Specification gaming. A system may find behaviors that satisfy the letter of its constraints without satisfying their intent. The identity drift check measures vector distance from a baseline. A system that shuffles values in the identity vector in ways that preserve distance while changing behavioral implications would not be caught. This is a limitation of distance-based drift measures in general.
None of these failures are hypothetical abstractions. The safety research literature has documented empirical instances of all four at smaller capability levels than the field is concerned about at scale. Noting that the ConstitutionEngine does not address them is not a criticism of the engine; it is accurate scoping.
What the project does contribute
The quarantine-and-review mechanism provides something the AI safety literature consistently identifies as valuable: a human-in-the-loop intervention point before a significant change takes effect. For the cases where the constitutional check fires - identity drift above the configured maximum, reward corruption signatures co-occurring, high-risk structural modification proposals - the system does not proceed without an opportunity for operator review. That is a meaningful architectural commitment.
The epistemic hygiene properties (flagging unsupported claims, circular reinforcement patterns, overconfident narrative threads) are not safety properties in the alignment sense. They are accuracy properties. A system with degraded beliefs about itself makes worse decisions even when its behavioral constraints are intact. Maintaining belief quality is a prerequisite for the safety layer to function usefully; if the beliefs that inform constitutional checks are themselves corrupted, the checks lose value.
Stated precisely: the ConstitutionEngine provides operational stability constraints and operator review hooks that are validated for the four cases tested in Experiment 26. These are useful properties for a production deployment in the SRE observability domain. They are a starting point for a broader safety architecture, not a conclusion.
The honest position
The design philosophy article states it directly: this project is not a solution to the AI safety alignment problem. The constitutional layer does not prevent deceptive alignment, does not address goal misgeneralization, and does not derive principled thresholds from first principles. What it does is provide a configurable invariant enforcement layer with quarantine and audit, calibrated for a specific operational domain, with behavior confirmed on a specific set of test cases.

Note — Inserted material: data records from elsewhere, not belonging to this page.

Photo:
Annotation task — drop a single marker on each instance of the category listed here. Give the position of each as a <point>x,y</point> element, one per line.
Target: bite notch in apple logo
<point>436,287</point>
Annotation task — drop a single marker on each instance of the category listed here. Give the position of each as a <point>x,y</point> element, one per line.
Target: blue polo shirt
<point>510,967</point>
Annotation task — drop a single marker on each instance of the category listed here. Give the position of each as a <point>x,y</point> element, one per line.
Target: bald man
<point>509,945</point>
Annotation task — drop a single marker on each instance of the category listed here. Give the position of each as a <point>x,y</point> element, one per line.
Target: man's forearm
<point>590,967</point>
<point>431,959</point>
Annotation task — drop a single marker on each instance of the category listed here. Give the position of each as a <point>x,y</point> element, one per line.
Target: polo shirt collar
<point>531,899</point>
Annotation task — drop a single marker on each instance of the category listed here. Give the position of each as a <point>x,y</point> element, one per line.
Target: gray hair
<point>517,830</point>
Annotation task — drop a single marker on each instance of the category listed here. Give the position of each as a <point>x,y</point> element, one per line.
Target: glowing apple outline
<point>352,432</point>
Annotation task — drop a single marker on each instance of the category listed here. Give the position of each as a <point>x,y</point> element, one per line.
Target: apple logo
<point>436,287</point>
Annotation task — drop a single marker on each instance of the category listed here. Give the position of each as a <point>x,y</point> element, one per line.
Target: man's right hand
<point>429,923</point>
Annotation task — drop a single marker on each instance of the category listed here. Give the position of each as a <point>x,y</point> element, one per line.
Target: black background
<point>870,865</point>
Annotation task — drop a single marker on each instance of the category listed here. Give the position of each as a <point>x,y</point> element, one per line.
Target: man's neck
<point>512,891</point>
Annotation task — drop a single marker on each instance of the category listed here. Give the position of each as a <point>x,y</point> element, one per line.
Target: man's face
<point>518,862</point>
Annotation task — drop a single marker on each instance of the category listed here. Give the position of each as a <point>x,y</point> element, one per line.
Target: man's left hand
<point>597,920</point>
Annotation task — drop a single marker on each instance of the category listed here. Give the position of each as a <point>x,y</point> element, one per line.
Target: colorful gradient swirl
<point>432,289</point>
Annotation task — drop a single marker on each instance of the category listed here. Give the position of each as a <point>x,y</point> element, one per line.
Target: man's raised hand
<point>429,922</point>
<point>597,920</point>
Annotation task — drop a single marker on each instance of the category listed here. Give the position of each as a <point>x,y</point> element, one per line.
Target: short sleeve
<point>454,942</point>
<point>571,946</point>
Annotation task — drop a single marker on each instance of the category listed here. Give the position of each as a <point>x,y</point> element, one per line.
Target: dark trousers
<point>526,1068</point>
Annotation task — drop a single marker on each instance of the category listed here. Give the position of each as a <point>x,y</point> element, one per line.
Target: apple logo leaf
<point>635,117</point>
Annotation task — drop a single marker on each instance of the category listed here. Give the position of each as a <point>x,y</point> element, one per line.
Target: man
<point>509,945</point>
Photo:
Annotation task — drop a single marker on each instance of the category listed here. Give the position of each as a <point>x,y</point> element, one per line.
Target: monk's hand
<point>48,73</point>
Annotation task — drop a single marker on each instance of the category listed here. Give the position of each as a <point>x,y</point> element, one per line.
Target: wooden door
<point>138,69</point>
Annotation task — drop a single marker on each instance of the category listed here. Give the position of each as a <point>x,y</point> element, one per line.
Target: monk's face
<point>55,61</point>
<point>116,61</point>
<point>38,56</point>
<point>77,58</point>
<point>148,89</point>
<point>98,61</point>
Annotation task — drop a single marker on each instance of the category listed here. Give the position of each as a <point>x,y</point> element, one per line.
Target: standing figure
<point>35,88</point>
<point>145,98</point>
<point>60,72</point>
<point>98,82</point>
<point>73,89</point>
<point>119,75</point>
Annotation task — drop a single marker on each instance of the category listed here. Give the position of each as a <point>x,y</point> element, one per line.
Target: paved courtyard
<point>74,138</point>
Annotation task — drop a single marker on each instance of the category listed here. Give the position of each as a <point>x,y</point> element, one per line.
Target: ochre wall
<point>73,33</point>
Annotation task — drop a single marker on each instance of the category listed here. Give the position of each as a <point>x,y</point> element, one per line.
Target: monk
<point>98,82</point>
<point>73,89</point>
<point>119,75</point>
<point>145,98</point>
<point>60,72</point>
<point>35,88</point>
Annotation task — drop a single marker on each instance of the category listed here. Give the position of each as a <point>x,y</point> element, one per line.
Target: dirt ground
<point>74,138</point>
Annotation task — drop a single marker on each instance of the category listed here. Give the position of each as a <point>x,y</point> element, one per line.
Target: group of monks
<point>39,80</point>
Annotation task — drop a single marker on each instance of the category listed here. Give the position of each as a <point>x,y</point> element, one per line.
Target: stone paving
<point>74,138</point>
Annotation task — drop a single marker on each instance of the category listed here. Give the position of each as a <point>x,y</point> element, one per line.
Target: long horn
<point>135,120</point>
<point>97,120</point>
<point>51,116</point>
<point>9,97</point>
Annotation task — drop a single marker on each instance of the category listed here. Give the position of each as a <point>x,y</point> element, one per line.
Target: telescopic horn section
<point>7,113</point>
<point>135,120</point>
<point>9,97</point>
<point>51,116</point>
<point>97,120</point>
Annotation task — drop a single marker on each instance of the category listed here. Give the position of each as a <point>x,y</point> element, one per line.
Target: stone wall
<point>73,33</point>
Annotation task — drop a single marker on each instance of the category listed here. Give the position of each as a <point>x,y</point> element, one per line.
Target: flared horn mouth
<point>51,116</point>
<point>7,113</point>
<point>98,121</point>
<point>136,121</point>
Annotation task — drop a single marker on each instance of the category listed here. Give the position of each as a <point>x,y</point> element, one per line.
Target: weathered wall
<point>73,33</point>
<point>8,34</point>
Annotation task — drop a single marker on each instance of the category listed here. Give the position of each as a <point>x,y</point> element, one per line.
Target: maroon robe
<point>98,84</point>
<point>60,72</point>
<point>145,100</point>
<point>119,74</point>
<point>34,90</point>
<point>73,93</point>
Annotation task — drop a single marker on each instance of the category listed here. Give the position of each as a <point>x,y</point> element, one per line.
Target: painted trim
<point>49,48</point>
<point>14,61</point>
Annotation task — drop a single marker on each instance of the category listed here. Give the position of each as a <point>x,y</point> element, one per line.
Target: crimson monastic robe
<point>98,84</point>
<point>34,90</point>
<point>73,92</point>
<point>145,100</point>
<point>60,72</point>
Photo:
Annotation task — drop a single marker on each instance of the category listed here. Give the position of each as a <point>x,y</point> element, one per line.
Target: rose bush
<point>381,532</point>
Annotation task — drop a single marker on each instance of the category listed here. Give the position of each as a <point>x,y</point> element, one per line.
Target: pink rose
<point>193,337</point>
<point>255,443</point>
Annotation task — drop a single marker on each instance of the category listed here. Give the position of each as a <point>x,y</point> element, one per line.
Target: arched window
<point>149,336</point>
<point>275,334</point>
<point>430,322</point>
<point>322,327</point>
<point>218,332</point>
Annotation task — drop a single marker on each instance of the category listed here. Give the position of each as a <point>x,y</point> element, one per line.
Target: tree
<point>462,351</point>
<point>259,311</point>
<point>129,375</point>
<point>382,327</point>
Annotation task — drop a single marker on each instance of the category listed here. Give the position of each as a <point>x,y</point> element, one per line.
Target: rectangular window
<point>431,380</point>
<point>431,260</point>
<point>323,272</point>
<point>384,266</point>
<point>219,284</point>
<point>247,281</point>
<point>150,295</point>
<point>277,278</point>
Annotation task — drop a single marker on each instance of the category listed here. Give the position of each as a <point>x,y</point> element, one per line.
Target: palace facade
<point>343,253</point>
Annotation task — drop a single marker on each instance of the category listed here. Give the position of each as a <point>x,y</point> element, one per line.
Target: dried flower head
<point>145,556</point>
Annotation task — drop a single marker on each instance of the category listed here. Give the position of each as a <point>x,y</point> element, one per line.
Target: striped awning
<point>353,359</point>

That is a real contribution. It is worth claiming honestly at that scope, rather than inflating it to something it is not and inviting criticism from readers who know the difference.
What would be required to make stronger claims: holdout evaluation on invariant types not tested in Experiment 26; formal verification of the invariant checker logic against the class of behaviors it is intended to prevent; evidence that the quarantine mechanism catches cases outside the tested distribution; and a principled treatment of threshold derivation for new deployment contexts. None of these have been completed. The constitutional layer is the beginning of that program, not the end of it.